When a proposal for an assignment change is accepted, the cache matrix H is updated using a Kronecker Product, as illustrated in FIG. 3. At this time, a vector ΔF and a vector ΔD are first calculated using equations (25) and (26). Then, the cache matrix H is updated using equation (27).

$\begin{array}{cc}{\Delta }_a^{b}F=F_{b,*}-F_{a,*}& \left(25\right)\end{array}$ $\begin{array}{cc}{\Delta }_{\varphi \left(b\right)}^{\varphi \left(a\right)}D=D_{\varphi \left(a\right),*}-D_{\varphi \left(b\right),*}& \left(26\right)\end{array}$ $\begin{array}{cc}{H}^{t+1}=H^t+{\left({\Delta }_a^{b}F\right)}^T\otimes {\Delta }_{\varphi \left(b\right)}^{\varphi \left(a\right)}D& \left(27\right)\end{array}$

FIG. 3 illustrates an example of calculation of updating a cache matrix.

As illustrated in FIG. 3, the update is performed on a single row of the cache matrix H at a time. Rows with zero elements in the vector ΔF are skipped.

Similarly, when a proposal for the assignment change of relocation is accepted, the cache matrix H is updated using equation (28). As the relocation involves the movement of a single entity to a destination only, the update of the cache matrix H does not need the vector ΔF, but uses a flow (F_a,*) on one row instead.

$\begin{array}{cc}{H}^{t+1}=H^t+{\left(F_{a,*}\right)}^T\otimes {\Delta }_{\varphi \left(a\right)}^{b}D& \left(28\right)\end{array}$

Note that, depending on the dimension of the assignment problem and the topology of the flow matrix F and distance matrix D, the transposed matrix of the cache matrix H may be stored, instead of the cache matrix H. One example where this may be beneficial is for instances with n>m.

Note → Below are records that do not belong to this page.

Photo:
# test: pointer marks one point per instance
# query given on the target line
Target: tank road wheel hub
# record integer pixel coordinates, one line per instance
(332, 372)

In this case, by using the transposed matrix of the cache matrix H, more row elements may be updated per clock cycle, provided that a sufficient number of parallel compute units exist. Another example is that the contents of the distance matrix D produce vectors ΔD that are sparser than vectors ΔF on average. In this example, a large number of transpose row updates may be skipped. This could reduce the total computation time needed for updating the cache matrix H.

As with the local fields, the unused capacities represented by equation (13) are usable as constraint fields. Both a proposal for a destination exchange and a proposal for a relocation affect the constraint fields. With the constraint fields, it is expected to simplify the calculations needed for checking if a proposal results in any constraint being violated. First, a net change ΔS in needed entity sizes due to a proposal for a destination exchange or relocation is calculated with equation (29) or (30).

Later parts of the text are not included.